Beda Masa, Perjuangan Penjual Souvenir Khas Papua di Pasar Hamadi di Tengah Lesunya Ekonomi Daerah
Sebelum adanya Pandemi Covid -19 dan Pemekaran DOB Papua, penjualan suvenir khas Papua masih menggeliat, tapi kini terjun bebas, seolah suvenir khas Papua tidak lagi diminati. Lalu bagaimana upaya penjual souvenir khas untuk kembali menghidupkannya?
Laporan: Priyadi_Jayapura
Deretan toko suvenir khas Papua di depan Pasar Sentral Hamadi, Jayapura, kini tampak lengang. Dulu, deru langkah wisatawan lokal dan mancanegara memadati lorong pertokoan itu. Selalu ramai dan menjadi satu tujuan olah-olah Papua ketika itu. Kini, yang terdengar hanya suara pedagang yang sabar menunggu pembeli kadang hingga sore tanpa satu pun transaksi.
Disalahsatu gerai bernama Asmat Jaya, Haji Anto duduk di depan etalase berisi patung ukiran kayu, topi bulu kasuari, dan noken warna-warni. Ia menatap dagangannya yang sebagian besar didatangkan dari Merauke, Wamena, bahkan ada juga yang diperoleh dari Papua Nugini (PNG). Bentuknya seperti ukiran patung.
“Dulu bisa dapat lima juta sehari, sekarang dapat lima ratus ribu saja sudah syukur,” ucapnya pelan, Selasa (7/10), kemarin. Menurutnya, penurunan penjualan mulai terasa sejak adanya pemekaran provinsi baru di Tanah Papua. Pembeli dari luar daerah seperti Merauke, Timika, dan Wamena yang dulu rutin berbelanja ke Jayapura, kini lebih banyak berputar di wilayahnya masing-masing.

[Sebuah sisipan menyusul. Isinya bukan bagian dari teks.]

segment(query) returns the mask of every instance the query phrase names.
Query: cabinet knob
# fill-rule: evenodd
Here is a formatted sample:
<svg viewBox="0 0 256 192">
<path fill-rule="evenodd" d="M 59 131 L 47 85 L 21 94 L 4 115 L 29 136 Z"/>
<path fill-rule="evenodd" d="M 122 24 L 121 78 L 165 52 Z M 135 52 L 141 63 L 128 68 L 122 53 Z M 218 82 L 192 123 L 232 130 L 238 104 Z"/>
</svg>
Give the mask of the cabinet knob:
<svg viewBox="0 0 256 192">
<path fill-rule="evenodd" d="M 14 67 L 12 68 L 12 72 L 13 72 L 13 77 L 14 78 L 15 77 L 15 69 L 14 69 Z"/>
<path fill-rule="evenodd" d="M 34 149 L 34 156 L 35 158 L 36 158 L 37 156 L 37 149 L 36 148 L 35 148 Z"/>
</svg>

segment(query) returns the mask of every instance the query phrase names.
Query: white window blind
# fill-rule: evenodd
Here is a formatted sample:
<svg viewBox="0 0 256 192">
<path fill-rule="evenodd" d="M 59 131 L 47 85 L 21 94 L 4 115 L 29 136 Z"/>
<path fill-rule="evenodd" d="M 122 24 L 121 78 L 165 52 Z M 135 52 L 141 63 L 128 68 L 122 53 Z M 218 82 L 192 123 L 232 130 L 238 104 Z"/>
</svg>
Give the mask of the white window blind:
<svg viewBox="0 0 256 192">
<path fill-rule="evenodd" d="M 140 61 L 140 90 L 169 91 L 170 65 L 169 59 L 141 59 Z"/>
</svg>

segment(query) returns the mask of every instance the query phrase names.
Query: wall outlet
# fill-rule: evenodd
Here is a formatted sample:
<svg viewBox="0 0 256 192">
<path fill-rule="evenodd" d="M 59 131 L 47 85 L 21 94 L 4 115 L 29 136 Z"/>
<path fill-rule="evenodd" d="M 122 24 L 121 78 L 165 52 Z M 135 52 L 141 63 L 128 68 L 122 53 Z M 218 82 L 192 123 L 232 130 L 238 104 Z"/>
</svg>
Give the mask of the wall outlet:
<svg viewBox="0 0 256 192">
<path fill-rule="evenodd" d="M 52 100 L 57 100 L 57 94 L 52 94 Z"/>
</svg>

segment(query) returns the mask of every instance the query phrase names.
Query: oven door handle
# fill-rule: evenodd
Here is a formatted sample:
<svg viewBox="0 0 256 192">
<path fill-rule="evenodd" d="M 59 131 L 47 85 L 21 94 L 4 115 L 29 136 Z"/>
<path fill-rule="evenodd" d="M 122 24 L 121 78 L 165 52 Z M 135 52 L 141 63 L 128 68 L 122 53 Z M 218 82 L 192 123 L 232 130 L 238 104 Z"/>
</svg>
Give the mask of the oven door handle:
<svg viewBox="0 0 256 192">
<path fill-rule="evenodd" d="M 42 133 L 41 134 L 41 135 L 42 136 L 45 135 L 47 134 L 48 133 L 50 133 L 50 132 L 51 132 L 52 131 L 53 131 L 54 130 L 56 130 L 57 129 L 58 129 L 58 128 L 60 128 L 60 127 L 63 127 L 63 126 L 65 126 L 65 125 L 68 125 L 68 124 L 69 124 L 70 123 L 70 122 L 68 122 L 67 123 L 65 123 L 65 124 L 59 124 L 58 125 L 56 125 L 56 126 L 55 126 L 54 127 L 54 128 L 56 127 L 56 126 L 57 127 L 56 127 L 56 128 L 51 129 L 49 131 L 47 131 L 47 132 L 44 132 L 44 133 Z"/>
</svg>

“Sekarang orang dari DOB itu tidak belanja ke sini lagi. Dulu mereka datang urus barang, sekalian beli oleh-oleh. Sekarang semua punya wilayah sendiri,” ujarnya. Ia juga menilai, lesunya ekonomi Jayapura tak lepas dari belum adanya Gubernur Papua definitif yang menyebabkan perputaran uang di daerah belum berjalan optimal.